Fue un capricho, sí. Pero no tenía otra forma de visitar Kotor estando relativamente cerca, porque, ¿cuándo volvería por los alrededores?
Así que apalabramos un coche con conductor que nos llevó desde Duvrobnik, recorriendo kilómetros de carretera al borde de las Bahías de Tivat y Risan, en el Mar Adriático, hasta entrar en el Golfo de Kotor, que, como un lago en calma, escondía en una esquina la hermosura medieval con la que llevaba mucho tiempo ilusionada.
Antes de eso, entramos en Perast, coqueto enclave con dos islotes cercanos muy llamativos, pues poseen sendos edificios religiosos que, al ocupar todo el terreno, parecieran flotar sobre el agua. En uno se ubica un antiguo monasterio benedictino, y en el otro, un santuario dedicado a la Virgen de la Roca. Perast es pequeña, pero con mucha historia, alcanzando gran riqueza y honor debido a la protección de Venecia, que la necesitaba como punto (entre otros) de resistencia frente al dominio otomano. A pesar de su reducido tamaño, entre sus estrechas calles se adivina un gran número de iglesias y palacios.
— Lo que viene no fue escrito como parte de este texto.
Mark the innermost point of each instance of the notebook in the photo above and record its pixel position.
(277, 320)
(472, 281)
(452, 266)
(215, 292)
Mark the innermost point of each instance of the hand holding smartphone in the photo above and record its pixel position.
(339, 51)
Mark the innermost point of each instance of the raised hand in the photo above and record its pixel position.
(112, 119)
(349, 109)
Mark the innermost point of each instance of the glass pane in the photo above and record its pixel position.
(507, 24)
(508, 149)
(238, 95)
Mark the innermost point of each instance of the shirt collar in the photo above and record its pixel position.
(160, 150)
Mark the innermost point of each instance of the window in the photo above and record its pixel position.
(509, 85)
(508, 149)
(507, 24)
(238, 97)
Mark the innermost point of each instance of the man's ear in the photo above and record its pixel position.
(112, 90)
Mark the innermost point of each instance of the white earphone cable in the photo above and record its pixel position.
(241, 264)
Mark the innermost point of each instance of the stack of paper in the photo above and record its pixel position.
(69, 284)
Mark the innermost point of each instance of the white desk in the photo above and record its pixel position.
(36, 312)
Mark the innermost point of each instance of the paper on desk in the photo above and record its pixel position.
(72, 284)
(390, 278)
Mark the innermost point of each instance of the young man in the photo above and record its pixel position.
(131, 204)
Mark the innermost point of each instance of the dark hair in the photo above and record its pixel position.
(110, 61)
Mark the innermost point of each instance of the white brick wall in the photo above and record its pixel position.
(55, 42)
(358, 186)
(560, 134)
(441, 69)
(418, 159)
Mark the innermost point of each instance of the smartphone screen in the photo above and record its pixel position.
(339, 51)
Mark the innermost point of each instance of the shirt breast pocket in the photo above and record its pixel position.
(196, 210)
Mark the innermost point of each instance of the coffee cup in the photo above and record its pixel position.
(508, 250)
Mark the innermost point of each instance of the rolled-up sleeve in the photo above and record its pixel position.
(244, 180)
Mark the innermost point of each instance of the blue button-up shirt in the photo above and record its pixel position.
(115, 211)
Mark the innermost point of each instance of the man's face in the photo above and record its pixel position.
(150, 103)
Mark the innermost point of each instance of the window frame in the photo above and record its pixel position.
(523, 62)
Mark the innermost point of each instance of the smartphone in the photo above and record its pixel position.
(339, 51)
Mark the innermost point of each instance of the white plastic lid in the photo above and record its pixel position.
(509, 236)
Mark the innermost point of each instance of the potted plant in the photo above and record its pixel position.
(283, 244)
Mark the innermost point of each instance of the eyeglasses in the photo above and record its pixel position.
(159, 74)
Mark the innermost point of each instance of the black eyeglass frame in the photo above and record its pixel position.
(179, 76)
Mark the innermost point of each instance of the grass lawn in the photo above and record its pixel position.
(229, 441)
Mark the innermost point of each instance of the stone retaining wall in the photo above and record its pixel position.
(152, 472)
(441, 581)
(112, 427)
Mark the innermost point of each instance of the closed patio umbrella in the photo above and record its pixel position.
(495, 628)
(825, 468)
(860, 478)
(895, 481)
A pocos más de diez kilómetros se encuentra Kotor, sorprendente villa de trazado medieval rodeada de mar y extensas murallas, unas fortificaciones que permanecen intactas, como intacto continúa el reloj de la torre desde el s. XVII (al menos es lo que nos cuentan), el Palacio Ducal o la Catedral Ortodoxa. Entre callecitas, arcos, túneles y plazuelas, se desperdigan también restaurantes, cafeterías y tiendas de antigüedades que abastecen sobre todo a los turistas que desembuchan los cruceros.
¡Ah, los cruceros! Se deberían prohibir todos los que con su tamaño descomunal parecen tragarse las ciudades, tan cerca de ellas y tan amenazantes.
El día que llegamos una nave inmensa atracaba en el diminuto puerto, y si hubiera abierto las fauces, a buen seguro hubiera desaparecido Kotor, tan indefenso éste como monstruosa aquélla.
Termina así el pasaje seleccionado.